3. Don’t let them off the hook easily.

You have finally located the right contact, navigated the phone tree, gotten a real person from the foundation on the phone, and then they say, “Thank you for your interest but we’re not interested at this time.” Drat!

So should you just hang up the phone, sigh, and move on? No! You’ve worked hard to get to this point, so don’t let them go without a bit of a fight. Unless someone outright says, “Your organization does not align with our strategic funding choices. Please don’t call us again,” you should not write them off. I always respond by thanking them for their transparency and then ask if I can send them regular updates or approach again in a year. Regular updates are preferred for two reasons: one, it shows them that you want to build rapport even though they weren’t an easily acquired funder; and two, this is the perfect opportunity to confirm that you have a good mailing and email address. Always be asking for something, even if it’s not a gift or the opportunity to apply for a gift! Ask if you can put them on your newsletter list. Confirm that the email address you have is the correct one or get a new email address. Update your CRM. Email addresses are gold because you now have a confirmed direct line of communication with the organization that you don’t need to navigate a phone tree for. (Any opportunity not to climb a phone tree is one to be snatched immediately.)

4. Provide regular updates.

At AmPhil, we like to say that “foundations are people too.” This sounds a bit odd at first, but it really is true. Treat your foundation relationships, even the cold ones, how you would your connection with a prospective major donor. Even if you spoke to someone at the foundation and they said that it wasn’t a good time to consider your request, or the grant cycle was closed, or even that your mission wasn’t a strategic priority right now, that doesn’t shut the door! You shouldn’t sigh and assume they’ll never give. How will they learn that your work really is aligned if you don’t tell them about it regularly and guide them to that conclusion? Send cultivation mailings and newsletters to your contacts at the foundations you are pursuing. It can only help you by keeping you top of mind, showing that your mission is aligned, and demonstrating that you are growing in your field—all of this while you are doing great work! Stories that communicate the impact of your mission go a long way here. I’ve sent many emails to foundation contacts that simply read, “Hi, [NAME]. This story from one of our programs just landed in my inbox and it made me think of you and the XYZ Foundation. I thought I would share!” These go a long way and start organic conversations. It’s much easier to work towards a grant opportunity when the foundation staff can tell you’re genuinely interested in seeing their mission and philanthropic vision come true because you treat them like a real person and not just an animatronic wallet.
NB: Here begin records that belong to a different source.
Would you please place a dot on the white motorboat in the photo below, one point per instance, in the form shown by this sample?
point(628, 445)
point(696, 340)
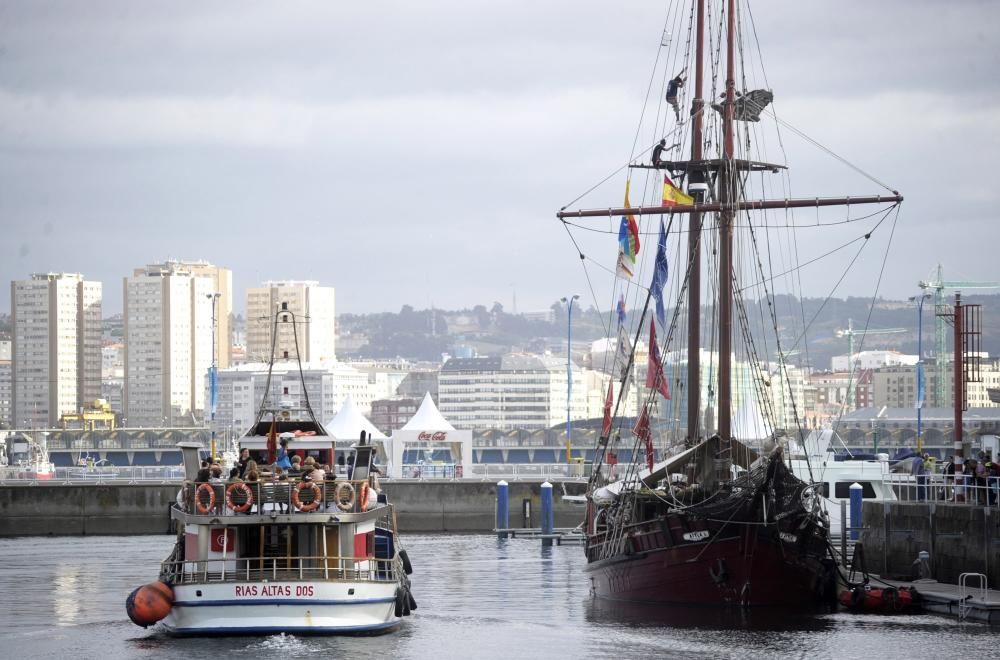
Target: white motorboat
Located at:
point(280, 555)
Bonus: Even if you finally break through at a foundation and they say, “We’re not interested, please don’t call us again,” you should breathe a sigh of relief! Your list of follow-up prospects has gotten shorter, you’re getting more efficient, and you aren’t going to waste your time navigating robot-managed phone trees for people who are not going to partner with your organization. Essentially, you’re refining your ore down to 24k gold. That can only help you in the long run, so don’t hesitate to filter uninterested prospects out of your list. (Don’t delete them, just filter them out or tag them as “Not a fit.” Otherwise, you might reach out to them again a year later when you or a colleague is doing follow-up because they didn’t show up on the list and appear to be a new prospect. Then you really will have wasted your time, and possibly annoyed them in the process.

To sum things up, winning over foundations can feel like chipping away at a giant immovable glacier. However, with a little time, consistent follow-up, and some tips on how to work your chisel, you can begin to shape those foundations into a true mission partner. Don’t be discouraged by the seemingly impenetrable façade of the foundation’s website or 990. Take your first swing and you’re likely to see a faint crack appear that you can begin to widen.